La conferma ufficiale del ritrovamento è arrivata poche ore fa dall’agenzia Dreamers destination treks and expedition, che aveva organizzato parte della spedizione. Insieme a quello di Marco, sono stati recuperati i corpi dell’altro italiano disperso, Markus Kirchler, di Jakob Schreiber, di Padam Tamang e Mere Karki. L’operazione di recupero, coordinata congiuntamente con l’agenzia Wilderness outdoor, si è rivelata una vera e propria epopea ad altissimo rischio, ostacolata per mesi dalle proibitive condizioni meteorologiche invernali e primaverili dell’Himalaya.

A guidare la squadra di soccorso è stato Phurba Tenjing Sherpa, alpinista locale di Rolwaling ed eroico detentore del record mondiale Guinness. “Da metà giugno, Sherpa e la sua squadra hanno lavorato instancabilmente tra i crepacci per trovare i cinque alpinisti”, si legge nel commosso resoconto ufficiale. Il ritrovamento è avvenuto giovedì scorso, ma solo dopo aver atteso tre lunghissimi giorni per una finestra di “buon tempo”, la squadra è riuscita a raggiungere il sito in sicurezza e a recuperare tutte le salme, issandole a bordo degli elicotteri diretti a Kathmandu.

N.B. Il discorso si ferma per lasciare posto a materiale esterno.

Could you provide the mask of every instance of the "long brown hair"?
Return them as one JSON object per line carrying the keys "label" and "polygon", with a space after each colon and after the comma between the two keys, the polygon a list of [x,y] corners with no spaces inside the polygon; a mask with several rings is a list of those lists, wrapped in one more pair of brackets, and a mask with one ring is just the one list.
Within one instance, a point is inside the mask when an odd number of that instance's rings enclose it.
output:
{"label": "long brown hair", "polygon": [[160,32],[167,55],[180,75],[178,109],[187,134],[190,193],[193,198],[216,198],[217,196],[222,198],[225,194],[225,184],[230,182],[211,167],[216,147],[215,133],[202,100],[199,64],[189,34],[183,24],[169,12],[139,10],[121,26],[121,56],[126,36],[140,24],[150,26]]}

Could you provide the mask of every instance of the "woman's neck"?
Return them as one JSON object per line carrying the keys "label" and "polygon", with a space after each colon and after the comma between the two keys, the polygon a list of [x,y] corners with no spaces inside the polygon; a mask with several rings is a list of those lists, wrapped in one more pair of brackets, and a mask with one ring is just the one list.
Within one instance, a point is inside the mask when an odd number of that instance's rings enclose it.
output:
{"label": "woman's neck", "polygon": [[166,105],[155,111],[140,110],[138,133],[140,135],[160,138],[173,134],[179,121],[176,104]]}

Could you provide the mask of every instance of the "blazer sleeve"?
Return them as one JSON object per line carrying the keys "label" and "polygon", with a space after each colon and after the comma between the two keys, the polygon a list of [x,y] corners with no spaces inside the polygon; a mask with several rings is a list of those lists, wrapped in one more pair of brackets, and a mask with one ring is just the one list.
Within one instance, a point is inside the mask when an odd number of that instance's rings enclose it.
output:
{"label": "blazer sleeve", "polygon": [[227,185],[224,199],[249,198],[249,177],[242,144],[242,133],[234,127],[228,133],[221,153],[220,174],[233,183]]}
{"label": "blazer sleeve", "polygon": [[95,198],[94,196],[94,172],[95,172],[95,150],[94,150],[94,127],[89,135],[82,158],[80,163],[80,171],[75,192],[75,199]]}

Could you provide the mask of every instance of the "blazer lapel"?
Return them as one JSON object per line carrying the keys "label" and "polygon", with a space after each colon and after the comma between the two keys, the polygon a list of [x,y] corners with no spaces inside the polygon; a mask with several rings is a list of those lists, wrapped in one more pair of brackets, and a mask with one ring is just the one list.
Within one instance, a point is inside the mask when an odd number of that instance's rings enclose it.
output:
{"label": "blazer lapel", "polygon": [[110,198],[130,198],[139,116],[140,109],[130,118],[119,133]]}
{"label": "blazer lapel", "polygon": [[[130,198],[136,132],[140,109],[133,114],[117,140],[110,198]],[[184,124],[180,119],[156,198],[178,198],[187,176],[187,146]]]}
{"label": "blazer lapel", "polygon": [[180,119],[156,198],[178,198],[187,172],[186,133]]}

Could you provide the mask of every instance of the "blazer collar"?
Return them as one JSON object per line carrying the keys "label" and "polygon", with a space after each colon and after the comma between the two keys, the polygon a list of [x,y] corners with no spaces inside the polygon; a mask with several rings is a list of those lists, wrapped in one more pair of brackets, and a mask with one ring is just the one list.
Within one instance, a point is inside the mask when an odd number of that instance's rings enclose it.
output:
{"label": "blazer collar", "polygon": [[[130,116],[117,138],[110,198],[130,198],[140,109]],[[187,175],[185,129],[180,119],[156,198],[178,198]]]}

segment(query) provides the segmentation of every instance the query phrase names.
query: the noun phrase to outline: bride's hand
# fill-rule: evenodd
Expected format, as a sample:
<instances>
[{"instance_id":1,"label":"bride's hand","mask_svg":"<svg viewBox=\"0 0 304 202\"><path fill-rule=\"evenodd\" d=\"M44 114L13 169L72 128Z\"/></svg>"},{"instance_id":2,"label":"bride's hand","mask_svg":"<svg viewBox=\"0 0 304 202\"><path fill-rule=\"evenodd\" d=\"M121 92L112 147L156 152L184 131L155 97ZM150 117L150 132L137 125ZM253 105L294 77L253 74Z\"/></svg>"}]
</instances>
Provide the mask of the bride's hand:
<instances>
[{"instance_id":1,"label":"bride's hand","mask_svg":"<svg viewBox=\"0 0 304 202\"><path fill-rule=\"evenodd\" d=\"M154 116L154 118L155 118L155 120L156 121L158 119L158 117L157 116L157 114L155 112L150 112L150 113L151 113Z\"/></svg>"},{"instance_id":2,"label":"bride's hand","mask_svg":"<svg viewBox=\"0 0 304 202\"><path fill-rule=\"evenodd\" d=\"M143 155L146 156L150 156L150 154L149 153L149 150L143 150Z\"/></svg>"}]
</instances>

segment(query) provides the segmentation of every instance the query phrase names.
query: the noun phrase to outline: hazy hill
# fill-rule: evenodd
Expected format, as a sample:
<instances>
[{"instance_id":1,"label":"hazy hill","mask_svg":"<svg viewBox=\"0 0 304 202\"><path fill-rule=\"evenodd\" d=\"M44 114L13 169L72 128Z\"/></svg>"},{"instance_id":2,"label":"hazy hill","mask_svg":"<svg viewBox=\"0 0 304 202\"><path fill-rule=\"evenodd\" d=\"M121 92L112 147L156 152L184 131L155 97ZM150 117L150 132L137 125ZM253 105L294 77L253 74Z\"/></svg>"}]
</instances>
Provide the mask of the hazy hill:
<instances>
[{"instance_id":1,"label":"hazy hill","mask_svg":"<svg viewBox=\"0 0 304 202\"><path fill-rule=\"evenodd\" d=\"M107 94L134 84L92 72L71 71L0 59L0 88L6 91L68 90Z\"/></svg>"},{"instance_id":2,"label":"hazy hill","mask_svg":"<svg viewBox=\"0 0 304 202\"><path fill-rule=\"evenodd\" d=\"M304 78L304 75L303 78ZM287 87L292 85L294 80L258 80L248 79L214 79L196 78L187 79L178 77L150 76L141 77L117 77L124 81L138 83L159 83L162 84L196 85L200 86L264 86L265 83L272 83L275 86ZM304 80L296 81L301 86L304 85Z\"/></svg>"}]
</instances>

“Riportare a casa cinque bellissime anime”: il commiato del Nepal

Le parole usate dall’agenzia nepalese per annunciare la fine delle operazioni sono intrise di un profondo senso di umanità e spiritualità: “Dopo nove mesi, finalmente stanno tornando a casa. Questa missione non riguardava solo il recupero dei corpi, ma il ritorno di cinque bellissime anime alle loro famiglie dopo mesi di incertezza, speranza e attesa. E volevamo farlo con dignità, rispetto e massima cura. Due di loro, i nostri cari fratelli Marco Di Marcello e Padam Tamang, facevano parte della nostra famiglia esplorativa”.

Mentre i corpi si apprestano ad affrontare l’ultimo, doloroso volo per essere riconsegnati all’abbraccio dei loro cari in Italia e nel mondo, il pensiero di tutti si stringe attorno alle famiglie. “Che finalmente trovino un po’ di pace e chiusura”, concludono i soccorritori. Il Teramano e l’intero Abruzzo si preparano ora a piangere e a salutare per l’ultima volta un figlio che ha perso la vita cercando di toccare il cielo, là dove l’aria è più sottile e la montagna non fa sconti a nessuno.